The contrast is striking. While foreign investors have been heavy sellers of Indian equities through 2026, offloading a net of around $29 billion in the first half of the year, they turned decisively positive on bonds in June. The turnaround reflects policy reforms that improved post-tax returns on government securities, attractive domestic yields, and the prospect of Indian bonds gaining greater weight in global indices. For an economy seeking to ease pressure on its balance of payments and currency, the return of foreign capital to the debt market is a welcome development. Here is what drove the bond inflows, why equities remain under pressure, and what it means going forward.
The Debt Surge
June saw a sharp rebound in bond inflows. FPIs invested a net of roughly ₹55,518 crore, about $5.8 billion, into Indian debt during the month, the strongest showing in over a year. The bulk came through the general investment route and the fully accessible route, with additional inflows via the voluntary retention route. Investment through the fully accessible route alone accounted for a large share of the entire year's inflows via that channel, underscoring the scale of the June recovery. This surge reversed the subdued or negative foreign activity of earlier months, signalling a clear return of overseas investor interest in Indian government securities after a difficult start to the year.
The Equity Exodus
Equities told the opposite story. Foreign investors offloaded a net of around $29 billion, roughly ₹2.74 lakh crore, from Indian stocks in the first half of 2026, already exceeding the outflows for all of 2025, with June alone seeing over $5 billion in equity selling. The sustained exit has pushed FPI ownership of Indian listed stocks to a multi-year low, even as domestic institutional investors, backed by record monthly retail inflows, have surpassed foreign investors' share of the market for the first time in over a decade. This domestic buying has cushioned the impact of foreign selling, preventing sharper declines in the indices despite the persistent outflows.
The Great Divergence
The divergence between debt and equity flows is the defining feature. For the first time this year, foreign inflows into Indian bonds in a single month exceeded their equity outflows, suggesting a rotation within foreign portfolios rather than a wholesale exit from India. Investors appear to be favouring the relative safety and improved returns of Indian government debt over equities, which face valuation and currency headwinds. This split reflects a nuanced view: caution on Indian stocks amid global uncertainty, but growing confidence in Indian bonds following policy reforms. The tide, at least in the debt market, appears to be turning in India's favour.
The Policy Catalyst
Policy measures were the key trigger. In early June, the government exempted FPIs from income tax on both interest and capital gains from investments in government securities, applied retrospectively, effectively removing significant tax hurdles and improving post-tax returns. The Reserve Bank simultaneously expanded the fully accessible route to include all new issuances of long-tenor government bonds, spanning 15-, 30-, and 40-year maturities, along with sovereign green bonds, and withdrew limits under the general route. Additional measures, including concessional swaps for external borrowings and a special deposit window, were aimed at attracting foreign capital. Together, these reforms materially strengthened the investment case for Indian government bonds.
The Yield Appeal
Attractive yields reinforced the appeal. Indian ten-year government bond yields, hovering around 6.75 percent, offer a compelling return, particularly after domestic yields fell sharply during June, boosting the value of existing bonds. For foreign investors, the combination of healthy yields, improved post-tax returns following the tax exemptions, and relative macroeconomic stability makes Indian debt an appealing destination. The anticipated inclusion of Indian government bonds in a major global bond index by the end of the year adds a further structural draw, as it is expected to channel significant passive inflows. These factors combined to make Indian government securities notably more attractive to overseas investors in June.

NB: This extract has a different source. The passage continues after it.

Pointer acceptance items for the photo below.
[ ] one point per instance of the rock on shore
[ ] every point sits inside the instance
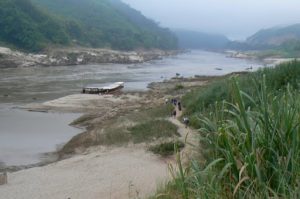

Why Equities Are Being Sold
Several forces have driven the equity exodus. A depreciating rupee erodes the dollar value of returns for foreign investors, while a strong US dollar and elevated US bond yields have made American assets more attractive, drawing capital away from emerging markets. Indian equity valuations, higher than many Asian peers, have prompted profit-taking, and global funds have been rotating toward artificial-intelligence and semiconductor-linked opportunities in markets like Taiwan and South Korea. Geopolitical uncertainty stemming from the conflict in West Asia added to the risk-off mood. Each factor alone would be manageable, but together they triggered one of the largest foreign equity selloffs India has seen.
The Balance of Payments Angle
The flows carry macroeconomic significance. Sustained foreign equity outflows and a weaker rupee had raised concerns about India's balance of payments, prompting the recent measures to attract capital. Analysts estimate India needs substantial monthly capital inflows to balance its external accounts, and the return of foreign money to the debt market, alongside other measures, helps narrow that gap and support the currency. The reforms are also seen as a signal that policymakers are actively working to shore up external stability. While bond inflows alone may not fully offset equity outflows and a widening trade deficit, they represent an important source of foreign capital at a sensitive time for the economy.
The Road Ahead
The outlook points to continued strength in debt inflows, with more caution on equities. Analysts expect foreign investment in Indian bonds to remain positive, supported by the policy reforms, attractive yields, and the prospect of global index inclusion, though the pace may vary with the evolving global environment. Equity flows are likely to stay subdued until valuation, currency, and global risk concerns ease. Much will depend on the trajectory of oil prices, the rupee, US yields, and the monsoon's impact on inflation and interest-rate expectations. For now, the divergence underscores a rebalancing of foreign capital toward Indian debt, offering the economy welcome support even as equities await a turn in sentiment. This is analysis, not investment advice.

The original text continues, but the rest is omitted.